Discussion in 'Buoyancy Compensators (BC's) and Weight Systems' started by Crackerbacks, Jan 29, 2020.

  1. Crackerbacks

    Crackerbacks Angel Fish

    I have been diving the same zeagle for almost 20 years and it’s pretty much falling apart. I want to want another zeagle but I really like the looks of the black ice. I’m a big guy and I dive a little bit of everything, dry suit, 7mm wetsuit and some tropical diving. I don’t want to purchase multiple BC’s and I don’t mind weight when traveling.

  2. formernuke

    formernuke Regular of the Pub

    # of Dives: I just don't log dives
    Location: New England
    Get a bpw instead meets all your criteria.
    Zef likes this.
  3. ajtoady

    ajtoady ScubaBoard Supporter ScubaBoard Supporter

    # of Dives: 200 - 499
    Location: Hammond, NY
    Buy what suits you! If you want a jacket type,,guess what,, buy a jacket type. If you wish to try a BPW, get one of those. I have both types and dive both. Each has it's own benefit or use spectrum.
    rhwestfall likes this.
  4. UFOrb

    UFOrb Manta Ray

    # of Dives: 50 - 99
    Location: Brighton, UK
    Why do you wish to be talked out of buying one?
    They do indeed look like a nice bit of kit, and would suit your purposes. I was tempted to get one myself when a saw a good deal last year (possibly a fair bit cheaper here than the US). I was put off by its weight for travel and it has much more lift than I require for the type of diving I do.
    I opted for a BPW (XDeep Ghost) in the end (also on a very good deal), which I'm happy with.
  5. lexvil

    lexvil Loggerhead Turtle

    # of Dives: 1,000 - 2,499
    Location: jamestown, ca.
    The black ice looks like a nice enough b/c but a back plate is more modular, easier to maintain in that any part you want to or need to replace can be sourced from multiple places and suppliers. Less bulk and can be disassembled for travel, for the ultimate back plate get on the freedom plate list, when it arrives (whenever that will be) everything from the first plate can be used on the FP.
  6. BoundForElsewhere

    BoundForElsewhere Waiting for the zombies ScubaBoard Supporter

    # of Dives: 50 - 99
    Location: NYC
    Have you thought about the ScubaPro Hydros Pro? Very similar, modular, and rugged as all get-out. I absolutely love mine and it travels better than a small child (size wise, that is. but I always drugged my kids before long flights so the same applies).
  7. SleepySlipper

    SleepySlipper Divemaster

    # of Dives: 500 - 999
    Location: MN
    My first bc was an Apex black ice, I put in around 150 dives before moving on. I enjoyed a majority of my dives. The reason I got away from it were the left hand side cumberbund pocket was poorly designed, velcro on the entire bc eventually started to wear out, clip-in ditchable weight pockets started to wear out, lots of excess material which made the rig very heavy when wet. It was fun while it lasted.
  8. Crackerbacks

    Crackerbacks Angel Fish

    So big thing with a BPW set up... do I have to wear a weight belt or is there someway it integrate weights?
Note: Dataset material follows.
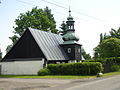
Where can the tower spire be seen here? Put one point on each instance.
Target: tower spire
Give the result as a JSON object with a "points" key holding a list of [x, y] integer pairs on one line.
{"points": [[69, 11]]}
I absolutely hate a separate weight belt.
  9. SleepySlipper

    SleepySlipper Divemaster

    # of Dives: 500 - 999
    Location: MN
    All depends on your body composition, exposure protection, and diving environment. For instance, I’m 150lbs diving a drysuit in frigid water most often. With two steel tanks connected to a stainless steel backplate/wing, I don’t need any additional weight. When I dive on the Hawaiian islands, I will rent aluminum 80 tank and throw on a stainless backplate/wing combined with a 3mm wetsuit, I still don’t need any additional weight.
  10. Kamaros

    Kamaros DIR Practitioner

    # of Dives: 100 - 199
    Location: Mountain View, California
    You have a couple of options for ditchable weights. You can add weight pockets that just thread onto the webbing (eg. Dive Rite Quick Buckle Weight System, {16 lb | 7.3 kg} | Dive Gear Express®). You could also go with the DIR route which just threads hard weights directly onto the right-side waist webbing, held in place by a buckle. For non-ditchable weights, you can use trim pockets (that also thread onto webbing or tank straps), weighted single tank adapters, or v-weights if you're diving doubles.